A queste condizioni:
- il calore diventa insopportabile;
- la respirazione è compromessa;
- la permanenza nell’ambiente è rapidamente non compatibile con la vita.
⏱ Il fattore tempo: l’elemento decisivo nella sicurezza antincendio
La simulazione conferma che il tempo è il fattore determinante tra sicurezza e pericolo.

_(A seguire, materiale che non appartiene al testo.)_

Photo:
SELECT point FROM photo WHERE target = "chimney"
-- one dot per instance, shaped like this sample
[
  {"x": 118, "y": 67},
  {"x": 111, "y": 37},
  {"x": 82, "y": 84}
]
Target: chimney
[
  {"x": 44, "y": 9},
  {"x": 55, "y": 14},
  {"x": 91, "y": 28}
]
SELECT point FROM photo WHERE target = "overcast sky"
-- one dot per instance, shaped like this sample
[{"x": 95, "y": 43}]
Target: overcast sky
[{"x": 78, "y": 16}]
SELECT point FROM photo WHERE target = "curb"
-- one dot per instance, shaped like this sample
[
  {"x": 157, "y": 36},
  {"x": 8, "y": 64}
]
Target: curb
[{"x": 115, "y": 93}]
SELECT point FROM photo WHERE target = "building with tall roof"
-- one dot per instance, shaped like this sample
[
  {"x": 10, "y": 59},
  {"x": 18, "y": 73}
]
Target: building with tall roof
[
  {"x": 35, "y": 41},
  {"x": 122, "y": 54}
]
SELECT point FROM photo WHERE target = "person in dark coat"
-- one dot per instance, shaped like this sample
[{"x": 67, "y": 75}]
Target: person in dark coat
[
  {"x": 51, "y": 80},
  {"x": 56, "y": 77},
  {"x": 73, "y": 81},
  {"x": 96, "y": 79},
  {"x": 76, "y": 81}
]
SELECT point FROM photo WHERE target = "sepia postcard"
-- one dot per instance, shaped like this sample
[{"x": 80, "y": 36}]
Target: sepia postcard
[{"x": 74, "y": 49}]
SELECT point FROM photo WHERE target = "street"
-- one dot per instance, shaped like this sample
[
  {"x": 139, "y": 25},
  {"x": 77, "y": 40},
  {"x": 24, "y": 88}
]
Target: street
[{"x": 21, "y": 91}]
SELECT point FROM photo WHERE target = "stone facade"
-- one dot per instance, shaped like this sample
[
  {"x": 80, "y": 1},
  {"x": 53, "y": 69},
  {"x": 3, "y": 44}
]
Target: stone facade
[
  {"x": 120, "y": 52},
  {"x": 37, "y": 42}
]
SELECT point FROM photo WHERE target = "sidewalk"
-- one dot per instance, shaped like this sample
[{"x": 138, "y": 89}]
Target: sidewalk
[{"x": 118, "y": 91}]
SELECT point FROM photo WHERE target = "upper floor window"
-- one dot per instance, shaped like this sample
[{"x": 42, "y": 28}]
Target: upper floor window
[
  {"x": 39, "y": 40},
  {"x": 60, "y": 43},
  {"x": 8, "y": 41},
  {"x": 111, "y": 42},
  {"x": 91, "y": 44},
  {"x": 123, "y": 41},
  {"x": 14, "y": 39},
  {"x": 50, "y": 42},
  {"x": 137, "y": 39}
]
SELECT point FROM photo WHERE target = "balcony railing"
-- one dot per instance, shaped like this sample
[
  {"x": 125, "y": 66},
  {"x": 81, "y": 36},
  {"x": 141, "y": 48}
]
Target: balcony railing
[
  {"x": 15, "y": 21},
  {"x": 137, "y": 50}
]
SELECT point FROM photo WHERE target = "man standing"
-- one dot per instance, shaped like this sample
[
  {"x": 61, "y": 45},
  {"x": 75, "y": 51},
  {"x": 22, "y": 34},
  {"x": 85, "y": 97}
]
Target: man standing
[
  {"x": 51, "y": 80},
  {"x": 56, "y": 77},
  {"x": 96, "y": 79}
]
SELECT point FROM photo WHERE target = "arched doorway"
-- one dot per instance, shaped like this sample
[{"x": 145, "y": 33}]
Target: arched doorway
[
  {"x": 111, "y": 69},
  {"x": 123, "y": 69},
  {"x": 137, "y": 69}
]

Il periodo in cui le condizioni ambientali restano compatibili con la vita — il cosiddetto tempo di tenibilità — dipende da:
- rapidità di rilevazione dell’incendio;
- efficacia degli allarmi antincendio;
- capacità di evacuare fumi e calore;
- reale fruibilità delle vie di esodo.
In assenza di questi fattori, il tempo disponibile per abbandonare l’ambiente si riduce drasticamente, come evidenziato dalla simulazione.

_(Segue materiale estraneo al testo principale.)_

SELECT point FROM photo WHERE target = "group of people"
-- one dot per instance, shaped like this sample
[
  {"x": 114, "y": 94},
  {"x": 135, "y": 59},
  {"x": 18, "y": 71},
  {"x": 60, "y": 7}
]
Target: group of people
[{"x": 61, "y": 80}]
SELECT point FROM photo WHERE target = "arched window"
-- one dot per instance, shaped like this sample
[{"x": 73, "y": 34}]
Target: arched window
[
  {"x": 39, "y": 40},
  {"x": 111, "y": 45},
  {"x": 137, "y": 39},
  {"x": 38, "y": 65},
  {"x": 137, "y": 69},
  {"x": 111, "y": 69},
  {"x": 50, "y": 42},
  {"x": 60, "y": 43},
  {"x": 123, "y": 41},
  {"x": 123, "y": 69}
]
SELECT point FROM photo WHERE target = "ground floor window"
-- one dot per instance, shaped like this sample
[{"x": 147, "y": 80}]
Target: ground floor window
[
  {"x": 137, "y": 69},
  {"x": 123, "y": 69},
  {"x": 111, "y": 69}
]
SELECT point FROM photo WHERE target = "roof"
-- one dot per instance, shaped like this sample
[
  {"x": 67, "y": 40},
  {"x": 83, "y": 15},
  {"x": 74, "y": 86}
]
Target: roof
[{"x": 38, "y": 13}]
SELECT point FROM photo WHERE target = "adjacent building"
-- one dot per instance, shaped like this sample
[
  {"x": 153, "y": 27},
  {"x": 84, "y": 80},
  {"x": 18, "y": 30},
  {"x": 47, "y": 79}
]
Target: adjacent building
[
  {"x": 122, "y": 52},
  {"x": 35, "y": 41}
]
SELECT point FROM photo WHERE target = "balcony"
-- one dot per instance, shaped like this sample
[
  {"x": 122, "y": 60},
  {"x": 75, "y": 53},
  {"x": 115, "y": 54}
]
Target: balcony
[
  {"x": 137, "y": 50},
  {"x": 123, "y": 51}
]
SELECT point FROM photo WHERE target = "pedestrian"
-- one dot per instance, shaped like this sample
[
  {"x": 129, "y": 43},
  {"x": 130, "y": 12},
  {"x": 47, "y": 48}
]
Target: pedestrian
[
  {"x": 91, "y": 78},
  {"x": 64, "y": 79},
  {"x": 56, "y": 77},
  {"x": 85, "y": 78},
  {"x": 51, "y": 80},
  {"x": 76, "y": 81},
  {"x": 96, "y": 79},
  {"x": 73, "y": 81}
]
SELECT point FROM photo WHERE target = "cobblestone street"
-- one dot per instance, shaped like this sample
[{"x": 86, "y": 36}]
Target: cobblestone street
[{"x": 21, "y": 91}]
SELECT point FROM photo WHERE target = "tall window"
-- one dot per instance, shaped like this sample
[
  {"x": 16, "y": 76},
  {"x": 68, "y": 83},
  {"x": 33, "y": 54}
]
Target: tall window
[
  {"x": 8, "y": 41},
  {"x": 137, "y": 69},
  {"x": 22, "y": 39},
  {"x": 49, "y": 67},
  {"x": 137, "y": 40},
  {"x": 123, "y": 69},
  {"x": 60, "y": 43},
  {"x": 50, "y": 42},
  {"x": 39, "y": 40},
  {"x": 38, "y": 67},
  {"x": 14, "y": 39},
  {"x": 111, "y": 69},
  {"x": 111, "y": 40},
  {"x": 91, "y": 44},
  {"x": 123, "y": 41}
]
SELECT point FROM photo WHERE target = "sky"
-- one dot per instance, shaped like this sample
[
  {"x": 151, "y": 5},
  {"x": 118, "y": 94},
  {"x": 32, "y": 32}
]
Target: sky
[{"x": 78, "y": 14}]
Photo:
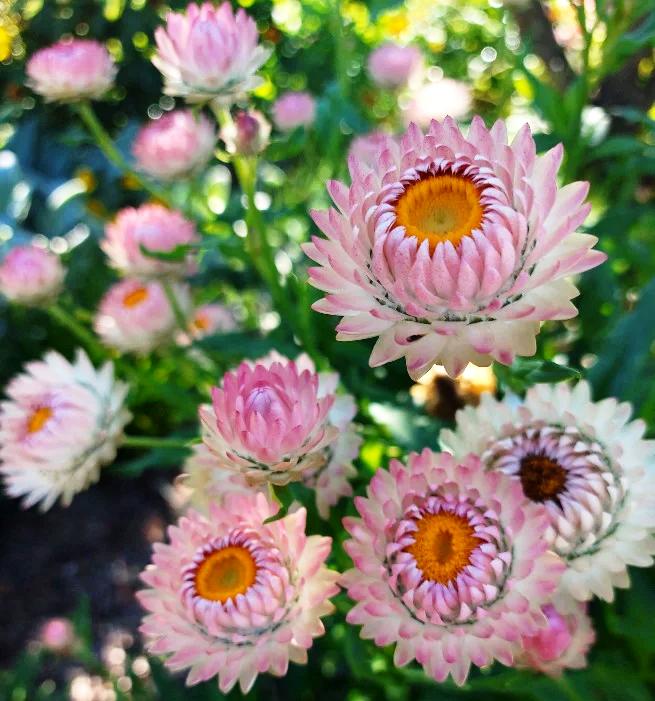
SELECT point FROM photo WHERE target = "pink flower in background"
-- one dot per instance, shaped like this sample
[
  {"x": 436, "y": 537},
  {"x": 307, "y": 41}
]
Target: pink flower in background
[
  {"x": 450, "y": 564},
  {"x": 71, "y": 70},
  {"x": 174, "y": 146},
  {"x": 392, "y": 65},
  {"x": 30, "y": 275},
  {"x": 564, "y": 644},
  {"x": 590, "y": 468},
  {"x": 452, "y": 249},
  {"x": 209, "y": 52},
  {"x": 136, "y": 316},
  {"x": 269, "y": 420},
  {"x": 60, "y": 423},
  {"x": 57, "y": 635},
  {"x": 233, "y": 597},
  {"x": 247, "y": 134},
  {"x": 294, "y": 109},
  {"x": 437, "y": 100},
  {"x": 154, "y": 227}
]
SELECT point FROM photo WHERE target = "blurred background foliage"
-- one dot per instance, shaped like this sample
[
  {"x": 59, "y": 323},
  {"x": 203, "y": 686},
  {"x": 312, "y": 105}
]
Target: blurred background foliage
[{"x": 579, "y": 73}]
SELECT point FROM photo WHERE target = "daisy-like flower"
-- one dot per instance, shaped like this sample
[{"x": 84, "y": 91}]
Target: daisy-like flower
[
  {"x": 450, "y": 564},
  {"x": 452, "y": 249},
  {"x": 174, "y": 146},
  {"x": 71, "y": 70},
  {"x": 233, "y": 597},
  {"x": 587, "y": 464},
  {"x": 157, "y": 229},
  {"x": 30, "y": 275},
  {"x": 294, "y": 109},
  {"x": 209, "y": 53},
  {"x": 269, "y": 420},
  {"x": 60, "y": 423},
  {"x": 136, "y": 316},
  {"x": 564, "y": 644}
]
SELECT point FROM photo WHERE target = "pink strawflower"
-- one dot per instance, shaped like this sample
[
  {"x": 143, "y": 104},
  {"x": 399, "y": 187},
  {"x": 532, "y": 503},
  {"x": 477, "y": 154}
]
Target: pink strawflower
[
  {"x": 437, "y": 100},
  {"x": 136, "y": 315},
  {"x": 564, "y": 644},
  {"x": 57, "y": 635},
  {"x": 392, "y": 65},
  {"x": 450, "y": 564},
  {"x": 209, "y": 52},
  {"x": 60, "y": 423},
  {"x": 233, "y": 597},
  {"x": 247, "y": 133},
  {"x": 70, "y": 70},
  {"x": 452, "y": 249},
  {"x": 156, "y": 228},
  {"x": 294, "y": 109},
  {"x": 30, "y": 275},
  {"x": 176, "y": 145},
  {"x": 587, "y": 464},
  {"x": 269, "y": 420}
]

📌 Cosa ci insegna questa analisi tecnica
L’analisi tecnica dell’incendio di Crans-Montana mostra che:
- un incendio in un locale affollato può diventare letale in tempi brevissimi;
- la perdita di visibilità dovuta ai fumi è spesso più pericolosa delle fiamme;
- la sicurezza antincendio deve essere valutata in termini prestazionali, non solo formali;
- comprendere i meccanismi fisici dell’incendio è essenziale per sviluppare misure efficaci di prevenzione.
Questi elementi, uniti a rilievi ufficiali e indagini in corso, contribuiscono a costruire una analisi tecnica solida, utile per la prevenzione futura e per l’accertamento delle responsabilità.
✅ Conclusioni: accertare le dinamiche per accertare le responsabilità
Quando si verificano eventi complessi e drammatici come l’incendio di Crans-Montana, il punto centrale non è formulare ipotesi o giudizi sommari, ma ricostruire in modo rigoroso e scientificamente fondato le dinamiche dell’evento, comprendendo come e perché il fuoco si sia sviluppato, quali fattori abbiano inciso sui tempi di evacuazione e in che modo l’ambiente sia diventato rapidamente non tenibile.
Nel nostro Studio ci occupiamo di accertamenti tecnici in casi di incendi, crolli, incidenti ed eventi complessi, operando in collaborazione con esperti e tecnici qualificati nell’ambito delle scienze forensi e dell’ingegneria forense. Attraverso rilievi tecnici, analisi delle dinamiche e valutazioni specialistiche, è possibile risalire alle cause reali dell’evento e individuare eventuali responsabilità, sia in funzione di azioni risarcitorie, sia per il supporto alle indagini e alla strategia difensiva di soggetti non responsabili in sede penale.
In eventi di questa portata, la differenza non la fanno le opinioni, ma le prove tecniche.
È su questo terreno – fatto di dati, analisi scientifiche e competenze multidisciplinari – che si costruiscono un accertamento serio, credibile e una strategia difensiva realmente efficace.